Around 10% of the 36,000 planned homes are set to go in rural and island communities, in line with aims set out in 2021.

Ms McAllan reiterated the SNP’s commitment to the target it set four years ago of delivering 110,000 affordable homes by 2032, including 70% at social rent, though she admitted that the goal is “very stretching”.

That target would mean more than 70,000 homes would have to be delivered in just two years. The government’s latest data found social housebuilding in Scotland has hit its lowest level in a decade.

Ms McAllan said: “I suppose a lot of what I’m trying to do now is early doors, [setting] the groundwork for us having the capacity to build [towards] being able to deliver that many homes per year in order to meet that target.”

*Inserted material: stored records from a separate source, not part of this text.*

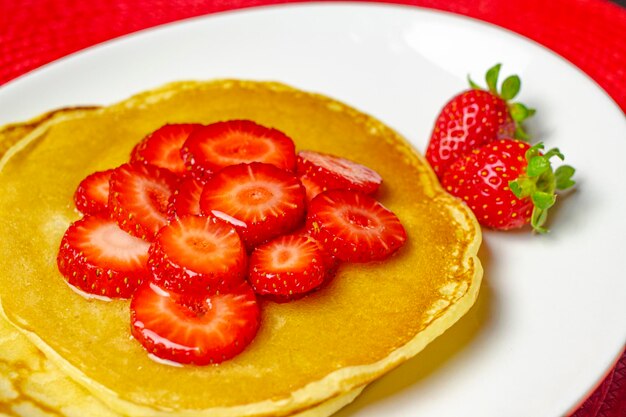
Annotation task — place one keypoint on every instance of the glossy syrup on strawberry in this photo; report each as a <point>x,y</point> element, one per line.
<point>258,199</point>
<point>99,258</point>
<point>233,142</point>
<point>192,243</point>
<point>201,330</point>
<point>194,254</point>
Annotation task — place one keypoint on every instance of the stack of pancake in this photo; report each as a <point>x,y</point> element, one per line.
<point>70,356</point>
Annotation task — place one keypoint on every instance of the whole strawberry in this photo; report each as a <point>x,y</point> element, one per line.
<point>476,117</point>
<point>508,184</point>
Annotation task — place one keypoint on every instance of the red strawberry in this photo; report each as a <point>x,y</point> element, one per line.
<point>162,147</point>
<point>312,187</point>
<point>186,197</point>
<point>330,261</point>
<point>196,254</point>
<point>288,266</point>
<point>92,194</point>
<point>99,258</point>
<point>260,200</point>
<point>508,184</point>
<point>354,227</point>
<point>201,330</point>
<point>233,142</point>
<point>476,117</point>
<point>138,198</point>
<point>337,173</point>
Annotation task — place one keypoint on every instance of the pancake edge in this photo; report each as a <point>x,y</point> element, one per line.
<point>335,384</point>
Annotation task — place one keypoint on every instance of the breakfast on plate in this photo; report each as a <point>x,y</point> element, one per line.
<point>230,248</point>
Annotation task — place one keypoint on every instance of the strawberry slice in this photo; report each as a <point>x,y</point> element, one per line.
<point>288,266</point>
<point>138,198</point>
<point>162,147</point>
<point>99,258</point>
<point>259,200</point>
<point>92,194</point>
<point>199,330</point>
<point>311,186</point>
<point>337,173</point>
<point>354,227</point>
<point>233,142</point>
<point>196,254</point>
<point>186,197</point>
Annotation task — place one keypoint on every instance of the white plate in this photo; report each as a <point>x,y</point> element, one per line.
<point>551,317</point>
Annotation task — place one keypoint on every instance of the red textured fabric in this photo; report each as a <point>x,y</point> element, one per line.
<point>589,33</point>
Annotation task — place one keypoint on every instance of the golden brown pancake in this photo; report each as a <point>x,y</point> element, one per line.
<point>310,353</point>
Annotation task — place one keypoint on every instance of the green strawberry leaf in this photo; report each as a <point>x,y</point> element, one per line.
<point>520,133</point>
<point>539,182</point>
<point>534,150</point>
<point>537,165</point>
<point>472,84</point>
<point>510,87</point>
<point>519,112</point>
<point>563,176</point>
<point>538,219</point>
<point>522,187</point>
<point>543,200</point>
<point>492,78</point>
<point>516,188</point>
<point>554,152</point>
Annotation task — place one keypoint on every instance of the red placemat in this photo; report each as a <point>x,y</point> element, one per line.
<point>589,33</point>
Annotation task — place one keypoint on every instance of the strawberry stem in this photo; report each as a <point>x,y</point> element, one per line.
<point>540,182</point>
<point>508,91</point>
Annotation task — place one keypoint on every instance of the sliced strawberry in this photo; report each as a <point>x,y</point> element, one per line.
<point>162,147</point>
<point>199,330</point>
<point>92,194</point>
<point>311,186</point>
<point>99,258</point>
<point>138,198</point>
<point>196,254</point>
<point>354,227</point>
<point>330,261</point>
<point>186,197</point>
<point>233,142</point>
<point>260,200</point>
<point>288,266</point>
<point>337,173</point>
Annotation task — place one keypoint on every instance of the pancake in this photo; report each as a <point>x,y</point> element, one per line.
<point>313,352</point>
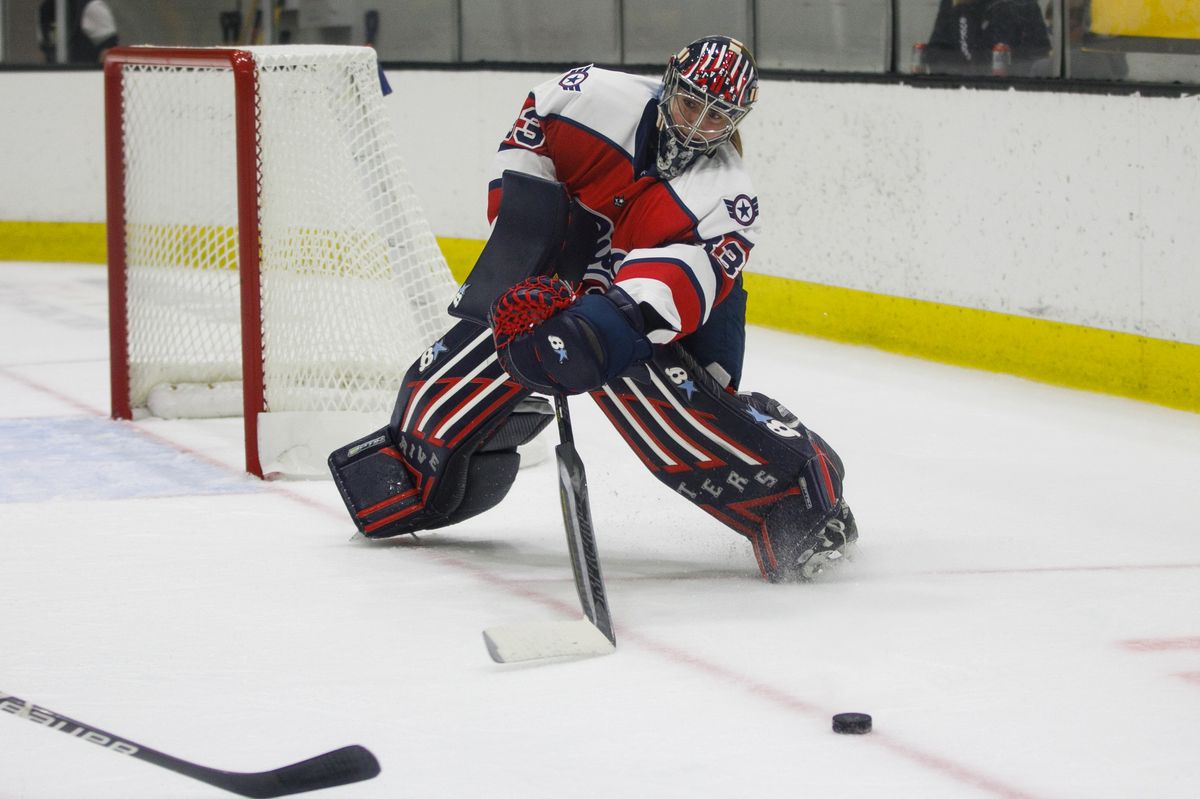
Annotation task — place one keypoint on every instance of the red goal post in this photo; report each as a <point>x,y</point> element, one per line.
<point>262,232</point>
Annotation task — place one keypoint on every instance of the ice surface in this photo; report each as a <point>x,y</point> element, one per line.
<point>1023,617</point>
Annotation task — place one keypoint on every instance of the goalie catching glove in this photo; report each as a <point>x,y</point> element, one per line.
<point>552,341</point>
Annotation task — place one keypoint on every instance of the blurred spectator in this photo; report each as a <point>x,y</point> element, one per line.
<point>966,31</point>
<point>1089,58</point>
<point>90,30</point>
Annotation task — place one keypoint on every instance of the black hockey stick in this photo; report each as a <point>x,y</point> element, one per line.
<point>593,634</point>
<point>537,233</point>
<point>340,767</point>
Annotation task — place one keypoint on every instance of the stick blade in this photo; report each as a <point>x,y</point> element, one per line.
<point>343,766</point>
<point>544,640</point>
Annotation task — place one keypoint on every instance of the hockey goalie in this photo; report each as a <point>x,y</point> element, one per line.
<point>622,221</point>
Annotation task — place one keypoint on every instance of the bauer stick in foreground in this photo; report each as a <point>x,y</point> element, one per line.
<point>593,634</point>
<point>340,767</point>
<point>538,233</point>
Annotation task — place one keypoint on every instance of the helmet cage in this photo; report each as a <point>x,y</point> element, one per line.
<point>697,116</point>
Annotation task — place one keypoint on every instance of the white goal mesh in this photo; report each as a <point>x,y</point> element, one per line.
<point>352,282</point>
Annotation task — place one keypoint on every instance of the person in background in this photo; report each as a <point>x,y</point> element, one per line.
<point>989,37</point>
<point>90,30</point>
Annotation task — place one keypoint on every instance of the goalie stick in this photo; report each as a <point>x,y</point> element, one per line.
<point>540,232</point>
<point>340,767</point>
<point>593,634</point>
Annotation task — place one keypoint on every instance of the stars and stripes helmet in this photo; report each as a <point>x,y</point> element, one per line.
<point>707,90</point>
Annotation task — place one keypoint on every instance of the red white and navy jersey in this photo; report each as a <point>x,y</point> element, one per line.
<point>676,245</point>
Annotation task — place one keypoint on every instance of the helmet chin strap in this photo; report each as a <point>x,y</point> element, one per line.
<point>672,157</point>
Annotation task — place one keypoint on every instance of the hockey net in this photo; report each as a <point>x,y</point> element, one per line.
<point>267,252</point>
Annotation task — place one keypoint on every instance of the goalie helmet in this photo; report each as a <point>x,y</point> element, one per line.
<point>707,90</point>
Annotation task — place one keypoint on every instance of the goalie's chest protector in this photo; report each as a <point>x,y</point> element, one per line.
<point>595,127</point>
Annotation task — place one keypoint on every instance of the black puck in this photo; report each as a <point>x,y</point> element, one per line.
<point>852,724</point>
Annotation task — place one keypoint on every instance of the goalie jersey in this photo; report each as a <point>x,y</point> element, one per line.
<point>676,246</point>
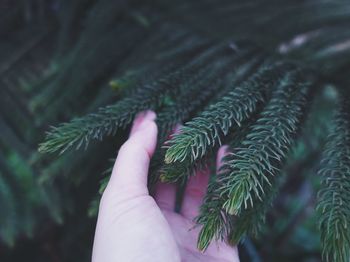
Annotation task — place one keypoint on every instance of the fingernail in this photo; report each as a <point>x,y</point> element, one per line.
<point>142,119</point>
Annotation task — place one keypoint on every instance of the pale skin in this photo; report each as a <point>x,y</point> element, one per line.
<point>134,226</point>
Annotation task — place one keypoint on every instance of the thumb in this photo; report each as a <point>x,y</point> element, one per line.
<point>129,175</point>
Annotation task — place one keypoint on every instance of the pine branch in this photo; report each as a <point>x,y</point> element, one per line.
<point>149,96</point>
<point>204,131</point>
<point>250,168</point>
<point>244,188</point>
<point>334,195</point>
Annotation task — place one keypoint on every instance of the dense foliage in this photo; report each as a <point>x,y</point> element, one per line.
<point>268,78</point>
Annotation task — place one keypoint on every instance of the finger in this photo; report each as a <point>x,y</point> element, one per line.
<point>165,196</point>
<point>197,187</point>
<point>165,193</point>
<point>222,152</point>
<point>129,175</point>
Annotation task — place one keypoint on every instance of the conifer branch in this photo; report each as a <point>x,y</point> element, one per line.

It comes as research commissioned by Scotland housing groups shows that the country needs to be building 15,000 affordable homes per year over the next five years to meet its housing need. This target would require £8.2bn of investment over the next parliament. 

But Ms McAllan said it is unrealistic to expect that such a number of homes could be built annually at the moment, and that the level of spending it would require is “not a realistic proposition”.

She explained: “Public funding is really, really tight just now, everybody knows that, and despite that, this government has decided we’re going to uplift affordable homes.

“The level of spending that would be required to meet the delivery that the charities were talking about is not a realistic proposition just now, unfortunately.”

She stressed the need to build the “confidence and the capacity and the skills and the supply chain” to make sure the target of 15,000 affordable homes can be reached in a few years’ time.